Marijuana Milestone: California Medical Association and record 50% of Americans say legalize it!

Even as it dismissed marijuana as having questionable medical value, the California Medical Association adopted a position urging the legalization of marijuana at its recent annual meeting. Representing over 35,000 physicians throughout California, this is the first statewide medical association to endorse the legalization of marijuana, a major milestone for opponents of marijuana prohibition.

In a press release, CMA president-elect, Dr. James T. Hay acknowledged the novelty of the CMA's position, but expressed confidence that other physicians' groups in the broader medical community will be soon to follow:

"CMA may be the first organization of its kind to take this position, but we won’t be the last. This was a carefully considered, deliberative decision made exclusively on medical and scientific grounds. As physicians, we need to have a better understanding about the benefits and risks of medicinal cannabis so that we can provide the best care possible to our patients."

The CMA's nuanced position includes the possibility that marijuana might not hold much in the way of medicinal value, but asserts that the medical community will never be able to know for sure one way or the other until more research can be conducted, which the CMA says is nearly impossible with marijuana's present illicit status as a federally-scheduled drug. Sacramento physician, Dr. Donald Lyman, who authored the California Medical Association's new official position, said:

"It is an open question whether cannabis is useful or not. That question can only be answered once it is legalized and more research is done. Then, and only then, can we know what it is useful for."

The association also acknowledges that marijuana carries health risks, not unlike the use of nicotine and alcohol, but qualifies that it should also be legal and regulated like nicotine and alcohol, arguing that the effects of prohibition have caused more harm to public health and families than the potential risks of marijuana use. In fact, Dr. Lyman asserts that prohibition of marijuana has "proven to be a failed public health policy."

The surprising news comes just as the federal government has ramped up efforts to prosecute medical marijuana dispensaries in California, including an aggressive new strategy that involves going after any landlords that lease to marijuana-related business and any newspapers or other media that carry medical marijuana advertising. California, it would seem, is the hottest front in the ongoing war between marijuana legalization advocates and the prohibition regime, a war that the prohibitionists may end up losing in the end...

Record High, 50% of Americans Support Legalizing Marijuana

While the federal government steps up its aggressive prosecution of the medicinal marijuana industry in California, the CMA's new position also comes at a time when more Americans than ever believe that marijuana should be legalized. According to Gallup's most recent poll, published Monday, 50% of respondents say that marijuana should be legalized, the largest ever percentage since Gallup started asking the question in 1969:

"When Gallup first asked about legalizing marijuana, in 1969, 12 percent of Americans favored it, while 84 percent were opposed. Support remained in the mid-20s in Gallup measures from the late 1970s to the mid-1990s, but has crept up since, passing 30 percent in 2000 and 40 percent in 2009 before reaching the 50 percent level in this year's Oct. 6-9 annual Crime survey."
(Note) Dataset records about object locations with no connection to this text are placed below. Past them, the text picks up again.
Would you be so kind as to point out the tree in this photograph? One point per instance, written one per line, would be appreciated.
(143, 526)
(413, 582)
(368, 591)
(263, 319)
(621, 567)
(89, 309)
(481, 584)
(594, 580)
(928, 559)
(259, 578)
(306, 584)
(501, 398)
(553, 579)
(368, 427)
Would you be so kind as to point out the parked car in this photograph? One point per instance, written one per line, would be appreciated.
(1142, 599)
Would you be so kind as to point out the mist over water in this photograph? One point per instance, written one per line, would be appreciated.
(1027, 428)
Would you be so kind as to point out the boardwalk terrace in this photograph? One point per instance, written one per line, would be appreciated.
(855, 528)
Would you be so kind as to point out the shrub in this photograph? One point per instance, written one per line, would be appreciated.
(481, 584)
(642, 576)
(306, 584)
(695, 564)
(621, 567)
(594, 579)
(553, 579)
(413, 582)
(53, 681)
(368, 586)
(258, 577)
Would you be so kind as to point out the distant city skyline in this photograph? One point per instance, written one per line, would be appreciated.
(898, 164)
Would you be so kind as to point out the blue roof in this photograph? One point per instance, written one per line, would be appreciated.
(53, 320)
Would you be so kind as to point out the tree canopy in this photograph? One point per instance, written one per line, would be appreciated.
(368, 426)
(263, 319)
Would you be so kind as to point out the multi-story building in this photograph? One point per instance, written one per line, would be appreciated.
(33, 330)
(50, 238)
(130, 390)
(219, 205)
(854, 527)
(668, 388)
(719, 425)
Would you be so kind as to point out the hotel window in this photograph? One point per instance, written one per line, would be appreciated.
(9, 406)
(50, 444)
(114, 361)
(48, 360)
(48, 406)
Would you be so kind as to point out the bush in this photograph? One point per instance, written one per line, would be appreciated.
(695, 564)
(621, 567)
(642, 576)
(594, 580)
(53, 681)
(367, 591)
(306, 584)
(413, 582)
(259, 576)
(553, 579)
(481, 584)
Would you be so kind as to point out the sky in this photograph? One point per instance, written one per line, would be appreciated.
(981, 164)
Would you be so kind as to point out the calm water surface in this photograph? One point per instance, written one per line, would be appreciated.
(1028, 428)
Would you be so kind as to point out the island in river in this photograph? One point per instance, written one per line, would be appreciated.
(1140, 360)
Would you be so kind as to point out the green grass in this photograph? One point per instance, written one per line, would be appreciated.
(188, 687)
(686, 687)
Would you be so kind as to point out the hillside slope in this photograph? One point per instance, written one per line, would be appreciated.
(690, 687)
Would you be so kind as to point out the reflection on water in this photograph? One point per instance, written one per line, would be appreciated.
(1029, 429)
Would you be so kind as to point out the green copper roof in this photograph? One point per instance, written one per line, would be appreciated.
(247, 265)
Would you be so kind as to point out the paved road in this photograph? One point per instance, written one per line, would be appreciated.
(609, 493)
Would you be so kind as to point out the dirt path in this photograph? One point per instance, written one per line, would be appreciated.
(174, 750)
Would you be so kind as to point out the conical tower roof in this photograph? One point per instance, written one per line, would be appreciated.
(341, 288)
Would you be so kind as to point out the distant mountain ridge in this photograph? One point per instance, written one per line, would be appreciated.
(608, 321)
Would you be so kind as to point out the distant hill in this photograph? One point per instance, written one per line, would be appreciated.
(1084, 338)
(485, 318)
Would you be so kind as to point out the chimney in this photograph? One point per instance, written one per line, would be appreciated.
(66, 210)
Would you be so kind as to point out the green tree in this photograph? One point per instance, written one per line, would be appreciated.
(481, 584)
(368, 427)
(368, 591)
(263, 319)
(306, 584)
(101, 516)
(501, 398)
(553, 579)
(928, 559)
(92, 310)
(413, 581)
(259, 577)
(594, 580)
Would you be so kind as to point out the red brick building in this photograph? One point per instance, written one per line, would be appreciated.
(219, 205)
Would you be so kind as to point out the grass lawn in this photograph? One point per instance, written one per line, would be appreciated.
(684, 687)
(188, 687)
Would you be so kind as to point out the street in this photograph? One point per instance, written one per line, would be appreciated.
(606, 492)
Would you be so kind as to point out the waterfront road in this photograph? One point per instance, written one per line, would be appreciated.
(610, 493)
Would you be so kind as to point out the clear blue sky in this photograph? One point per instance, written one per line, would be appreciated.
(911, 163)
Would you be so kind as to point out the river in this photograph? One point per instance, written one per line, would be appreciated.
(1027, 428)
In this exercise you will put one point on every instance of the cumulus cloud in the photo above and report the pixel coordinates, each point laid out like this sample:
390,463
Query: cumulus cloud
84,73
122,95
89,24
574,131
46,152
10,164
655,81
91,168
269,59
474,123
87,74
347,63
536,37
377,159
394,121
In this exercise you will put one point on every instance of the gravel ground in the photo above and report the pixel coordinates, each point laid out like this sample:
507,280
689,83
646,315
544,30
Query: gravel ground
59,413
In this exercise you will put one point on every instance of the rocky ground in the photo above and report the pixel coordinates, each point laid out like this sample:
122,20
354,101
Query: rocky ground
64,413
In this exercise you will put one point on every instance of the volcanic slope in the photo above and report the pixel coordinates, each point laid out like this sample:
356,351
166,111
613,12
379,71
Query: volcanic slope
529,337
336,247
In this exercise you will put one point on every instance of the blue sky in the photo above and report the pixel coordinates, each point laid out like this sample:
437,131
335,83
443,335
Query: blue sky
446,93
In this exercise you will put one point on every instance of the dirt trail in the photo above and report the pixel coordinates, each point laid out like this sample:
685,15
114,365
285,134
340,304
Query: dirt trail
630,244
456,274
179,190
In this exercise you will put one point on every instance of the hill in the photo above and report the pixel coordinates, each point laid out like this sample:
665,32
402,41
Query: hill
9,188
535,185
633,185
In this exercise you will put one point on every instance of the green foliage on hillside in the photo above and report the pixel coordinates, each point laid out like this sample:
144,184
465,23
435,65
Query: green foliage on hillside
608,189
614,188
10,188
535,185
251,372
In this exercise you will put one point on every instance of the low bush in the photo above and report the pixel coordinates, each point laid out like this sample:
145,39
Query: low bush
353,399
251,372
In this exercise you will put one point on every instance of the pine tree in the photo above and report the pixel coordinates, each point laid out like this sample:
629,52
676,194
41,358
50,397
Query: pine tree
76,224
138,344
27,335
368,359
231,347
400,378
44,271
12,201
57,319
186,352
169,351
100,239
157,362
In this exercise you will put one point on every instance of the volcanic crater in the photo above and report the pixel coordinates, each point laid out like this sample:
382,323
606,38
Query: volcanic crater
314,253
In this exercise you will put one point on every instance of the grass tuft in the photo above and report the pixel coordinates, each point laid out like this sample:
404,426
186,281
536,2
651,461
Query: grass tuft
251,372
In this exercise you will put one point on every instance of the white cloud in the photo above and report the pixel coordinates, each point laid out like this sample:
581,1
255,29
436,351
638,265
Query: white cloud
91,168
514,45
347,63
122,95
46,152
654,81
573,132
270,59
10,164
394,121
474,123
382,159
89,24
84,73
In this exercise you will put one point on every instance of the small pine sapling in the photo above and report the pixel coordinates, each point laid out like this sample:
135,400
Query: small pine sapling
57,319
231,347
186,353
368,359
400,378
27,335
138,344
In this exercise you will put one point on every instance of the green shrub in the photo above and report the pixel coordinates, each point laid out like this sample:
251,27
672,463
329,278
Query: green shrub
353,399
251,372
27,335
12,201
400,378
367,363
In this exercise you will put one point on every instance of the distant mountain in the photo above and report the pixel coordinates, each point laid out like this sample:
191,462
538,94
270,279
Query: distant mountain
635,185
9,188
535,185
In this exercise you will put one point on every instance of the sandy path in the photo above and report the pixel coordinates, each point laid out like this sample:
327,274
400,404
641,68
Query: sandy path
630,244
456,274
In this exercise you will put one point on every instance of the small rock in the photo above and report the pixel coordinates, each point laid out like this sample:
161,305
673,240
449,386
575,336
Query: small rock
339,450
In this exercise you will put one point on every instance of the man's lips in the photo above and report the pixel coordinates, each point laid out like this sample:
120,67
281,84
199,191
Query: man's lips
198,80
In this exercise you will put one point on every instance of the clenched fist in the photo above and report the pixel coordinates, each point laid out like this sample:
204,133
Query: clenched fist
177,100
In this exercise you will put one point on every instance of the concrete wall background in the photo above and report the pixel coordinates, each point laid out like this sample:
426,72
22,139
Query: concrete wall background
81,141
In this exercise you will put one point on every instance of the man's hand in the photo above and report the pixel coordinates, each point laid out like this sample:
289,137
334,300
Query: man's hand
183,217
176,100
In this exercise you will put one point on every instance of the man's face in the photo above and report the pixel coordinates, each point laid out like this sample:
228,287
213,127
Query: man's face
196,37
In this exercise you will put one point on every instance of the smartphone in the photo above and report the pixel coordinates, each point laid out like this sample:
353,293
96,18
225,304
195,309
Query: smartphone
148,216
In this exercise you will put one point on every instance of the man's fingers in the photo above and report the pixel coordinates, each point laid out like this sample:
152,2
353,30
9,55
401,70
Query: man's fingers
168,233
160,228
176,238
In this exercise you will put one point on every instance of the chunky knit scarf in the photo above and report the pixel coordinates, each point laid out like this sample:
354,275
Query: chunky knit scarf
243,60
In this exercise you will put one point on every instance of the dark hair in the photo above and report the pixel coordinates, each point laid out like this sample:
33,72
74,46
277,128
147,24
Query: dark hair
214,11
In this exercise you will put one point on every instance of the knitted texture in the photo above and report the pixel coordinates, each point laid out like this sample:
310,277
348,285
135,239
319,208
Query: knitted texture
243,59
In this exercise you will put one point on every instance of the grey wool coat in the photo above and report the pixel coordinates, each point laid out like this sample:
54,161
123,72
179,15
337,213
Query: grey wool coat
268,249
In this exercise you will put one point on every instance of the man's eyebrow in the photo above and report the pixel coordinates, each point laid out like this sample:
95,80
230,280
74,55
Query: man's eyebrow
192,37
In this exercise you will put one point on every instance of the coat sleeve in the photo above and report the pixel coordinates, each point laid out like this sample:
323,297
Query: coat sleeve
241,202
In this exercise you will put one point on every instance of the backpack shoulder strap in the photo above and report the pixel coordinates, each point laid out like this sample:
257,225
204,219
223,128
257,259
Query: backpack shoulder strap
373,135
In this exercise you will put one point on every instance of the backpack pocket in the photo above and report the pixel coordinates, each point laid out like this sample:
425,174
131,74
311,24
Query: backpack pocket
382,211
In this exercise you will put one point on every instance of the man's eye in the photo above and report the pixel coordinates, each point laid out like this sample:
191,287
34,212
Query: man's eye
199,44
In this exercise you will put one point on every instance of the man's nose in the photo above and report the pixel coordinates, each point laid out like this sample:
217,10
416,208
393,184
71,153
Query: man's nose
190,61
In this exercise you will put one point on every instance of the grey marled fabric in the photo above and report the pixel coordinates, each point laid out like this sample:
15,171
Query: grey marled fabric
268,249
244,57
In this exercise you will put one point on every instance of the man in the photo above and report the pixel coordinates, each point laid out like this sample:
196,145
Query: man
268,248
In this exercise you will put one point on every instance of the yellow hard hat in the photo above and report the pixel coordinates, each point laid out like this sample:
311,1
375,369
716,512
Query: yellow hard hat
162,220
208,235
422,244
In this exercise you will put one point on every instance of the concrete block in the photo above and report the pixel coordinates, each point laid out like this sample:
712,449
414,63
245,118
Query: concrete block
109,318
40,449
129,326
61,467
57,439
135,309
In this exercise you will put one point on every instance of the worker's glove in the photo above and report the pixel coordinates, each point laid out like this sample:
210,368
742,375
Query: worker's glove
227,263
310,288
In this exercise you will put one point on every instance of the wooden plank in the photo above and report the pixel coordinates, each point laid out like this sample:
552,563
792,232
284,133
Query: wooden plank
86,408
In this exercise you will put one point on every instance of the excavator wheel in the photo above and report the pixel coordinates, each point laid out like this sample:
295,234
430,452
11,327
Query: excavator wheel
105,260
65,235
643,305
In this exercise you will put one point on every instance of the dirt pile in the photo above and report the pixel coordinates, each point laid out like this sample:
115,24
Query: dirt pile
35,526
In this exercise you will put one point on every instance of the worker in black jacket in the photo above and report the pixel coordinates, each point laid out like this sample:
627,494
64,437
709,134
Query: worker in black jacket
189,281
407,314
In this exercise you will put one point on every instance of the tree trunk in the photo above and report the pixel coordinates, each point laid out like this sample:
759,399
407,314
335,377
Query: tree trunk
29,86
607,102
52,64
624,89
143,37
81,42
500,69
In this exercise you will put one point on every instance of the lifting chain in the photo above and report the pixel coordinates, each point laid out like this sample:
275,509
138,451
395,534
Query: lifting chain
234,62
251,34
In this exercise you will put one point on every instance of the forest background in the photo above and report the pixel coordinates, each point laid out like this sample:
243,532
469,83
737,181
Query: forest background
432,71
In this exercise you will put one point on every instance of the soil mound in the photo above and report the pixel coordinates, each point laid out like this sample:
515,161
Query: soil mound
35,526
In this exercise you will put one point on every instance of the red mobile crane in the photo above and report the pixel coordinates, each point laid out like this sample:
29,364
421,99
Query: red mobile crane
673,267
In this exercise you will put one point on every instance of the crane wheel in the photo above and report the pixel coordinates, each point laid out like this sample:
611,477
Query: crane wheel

Gallup's figures through the decade suggest an exponential growth in the percentage of legalization advocates, which has promising implications for the legalization movement over the next decade. It took ten years for the percentage of legalization supporters to jump ten percent from 30% to 40%, and only two years to jump another ten percent to Gallup's most recent figure.

Taken together with the California Medical Association's new precedent, this news indicates the rapid mainstreaming and social acceptance of legalizing marijuana. Adding its voice to the record 50% of Americans who now support legalizing marijuana, this association's new position is extremely significant. This isn't a jobless, twenty-something, "know-it-all" swearing to you at party that marijuana helps him drive better and promising to email you the link to a YouTube video about someone who "cured cancer" with the plant.

This is a well-respected academic and trade organization saying:

     "We're not sure it has any medical value. We are sure it can be bad for your health just like alcohol and nicotine can be. But we just can't ignore all the harm prohibition has done. We should legalize it, regulate it, and do research to try to understand it better."

That's the kind of reasoned statement coming from the kind of people that could go a long way toward convincing another ten percent or more of Americans in another two years or less.